The law has given you a new channel, but how wide that channel is depends on how the regulatory agencies interpret it.
The second point comes at the cost of rigorous testing for "true DeFi," but the SEC has the power to enforce it.
The boundaries of terms such as "controlling or significantly altering the functionality of an agreement" and "reviewing, restricting, or prohibiting the use of an agreement" need to be defined by the SEC through cases and rules.
If the next SEC chairman is not friendly to DeFi, he can interpret these standards very narrowly.
The legislation has provided a safe harbor, but who will draw the boundaries of that safe harbor remains an open question.
The cost of the third point is the most straightforward—with such a wide "credit risk exposure" channel, will it give rise to a new round of Celsius/BlockFi-style gray-yield products?

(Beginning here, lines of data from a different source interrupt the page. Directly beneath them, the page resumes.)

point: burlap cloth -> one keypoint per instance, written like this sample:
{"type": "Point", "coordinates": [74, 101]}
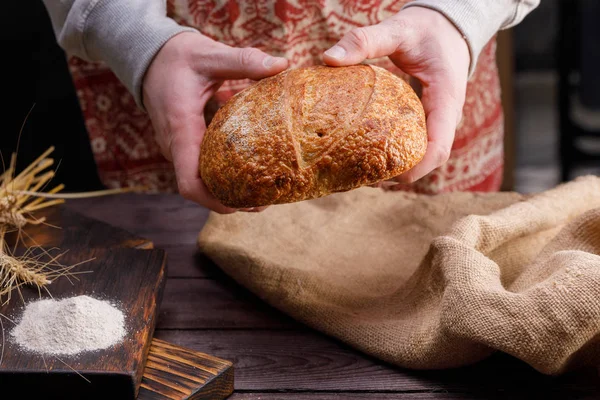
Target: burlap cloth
{"type": "Point", "coordinates": [430, 282]}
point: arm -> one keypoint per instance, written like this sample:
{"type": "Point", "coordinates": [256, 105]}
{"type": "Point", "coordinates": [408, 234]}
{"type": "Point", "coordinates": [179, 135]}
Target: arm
{"type": "Point", "coordinates": [479, 20]}
{"type": "Point", "coordinates": [124, 34]}
{"type": "Point", "coordinates": [171, 70]}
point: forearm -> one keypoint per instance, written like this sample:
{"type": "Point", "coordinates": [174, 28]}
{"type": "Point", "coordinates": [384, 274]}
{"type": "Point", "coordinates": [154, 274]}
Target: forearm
{"type": "Point", "coordinates": [480, 20]}
{"type": "Point", "coordinates": [124, 34]}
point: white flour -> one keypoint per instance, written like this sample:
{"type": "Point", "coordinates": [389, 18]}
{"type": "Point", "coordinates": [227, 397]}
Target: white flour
{"type": "Point", "coordinates": [69, 326]}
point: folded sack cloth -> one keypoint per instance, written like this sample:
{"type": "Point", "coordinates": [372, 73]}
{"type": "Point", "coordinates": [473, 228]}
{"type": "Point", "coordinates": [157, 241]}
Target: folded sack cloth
{"type": "Point", "coordinates": [428, 282]}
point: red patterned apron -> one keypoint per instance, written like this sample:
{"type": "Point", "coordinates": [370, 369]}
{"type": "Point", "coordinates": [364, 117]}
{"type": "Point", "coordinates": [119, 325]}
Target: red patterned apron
{"type": "Point", "coordinates": [301, 30]}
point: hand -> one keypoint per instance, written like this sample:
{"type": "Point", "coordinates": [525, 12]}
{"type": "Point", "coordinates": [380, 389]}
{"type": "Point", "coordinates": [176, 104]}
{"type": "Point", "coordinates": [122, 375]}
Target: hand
{"type": "Point", "coordinates": [183, 76]}
{"type": "Point", "coordinates": [427, 46]}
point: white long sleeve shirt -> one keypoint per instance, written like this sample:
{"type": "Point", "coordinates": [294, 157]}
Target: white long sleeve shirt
{"type": "Point", "coordinates": [127, 34]}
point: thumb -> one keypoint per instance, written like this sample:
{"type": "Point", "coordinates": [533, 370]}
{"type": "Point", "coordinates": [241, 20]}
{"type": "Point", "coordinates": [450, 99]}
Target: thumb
{"type": "Point", "coordinates": [241, 63]}
{"type": "Point", "coordinates": [364, 43]}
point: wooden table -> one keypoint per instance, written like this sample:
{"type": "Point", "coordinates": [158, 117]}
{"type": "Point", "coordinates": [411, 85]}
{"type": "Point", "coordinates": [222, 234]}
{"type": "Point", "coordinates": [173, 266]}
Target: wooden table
{"type": "Point", "coordinates": [277, 358]}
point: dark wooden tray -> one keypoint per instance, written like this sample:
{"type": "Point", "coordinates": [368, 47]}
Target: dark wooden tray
{"type": "Point", "coordinates": [128, 270]}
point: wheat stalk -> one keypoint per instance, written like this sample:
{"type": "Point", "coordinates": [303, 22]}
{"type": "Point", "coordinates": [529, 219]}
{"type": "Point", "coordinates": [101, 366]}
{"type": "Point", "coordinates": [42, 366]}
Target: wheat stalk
{"type": "Point", "coordinates": [20, 197]}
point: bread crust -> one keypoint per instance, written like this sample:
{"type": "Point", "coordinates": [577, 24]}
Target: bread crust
{"type": "Point", "coordinates": [310, 132]}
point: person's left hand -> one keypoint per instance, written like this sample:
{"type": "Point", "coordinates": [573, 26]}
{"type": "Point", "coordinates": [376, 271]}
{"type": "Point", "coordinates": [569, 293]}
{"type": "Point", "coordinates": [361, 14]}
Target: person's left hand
{"type": "Point", "coordinates": [427, 46]}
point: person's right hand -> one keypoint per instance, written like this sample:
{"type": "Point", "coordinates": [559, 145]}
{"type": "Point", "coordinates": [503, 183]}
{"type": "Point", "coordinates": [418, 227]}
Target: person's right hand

The line between legally permissible "activity-based rewards" and actual "interest" is clear in the text, but easily blurred in product design. Regulators will inevitably face a number of products that skirt the line in the future—products that appear to "place assets at credit or investment risk," but whose user experience is no different from that of time deposits.
This game has only just begun.
The real battleground in the next phase will not be in Congress, but in regulatory agencies.
The phrase "the Commission shall adopt rules…not later than 1 year" appears dozens of times in the bill.
Who will chair the SEC and the CFTC, and how they respond to industry feedback during the notice-and-comment phase, will determine the final structure of these regulations. What we see today is the skeleton; the muscles will take 12 to 18 months to grow.
ending
Let's go back to this morning's markup.
Even if it passes the committee smoothly, the bill still needs to go through a full Senate vote, be merged with the Agriculture Committee version, be reconciled with the House version, return to both houses for a vote, and finally be sent to the president for signature—any one of these steps could change the form of the provisions.
Polymarket has recently given a 60-70% probability that "CLARITY will be signed into law in 2026".
But even if the final legal text differs from today's draft, this 309-page text itself has already done its most important work:
It changed the language of the nationwide debate on encryption policy from "Is this a security?" to "At what level should it be disclosed, by whom should it be regulated, and by what standards should it be compliant?"
Ten years ago, regulating this industry relied on "regulation by enforcement," five years ago it relied on "regulation by ambiguity," and now it is finally moving towards "regulation by statute."
What practitioners should pay most attention to is not any specific exemption, but the fact that the language of the game has changed. As for where this game will ultimately lead, no one can give an answer now—that's precisely what makes it so interesting.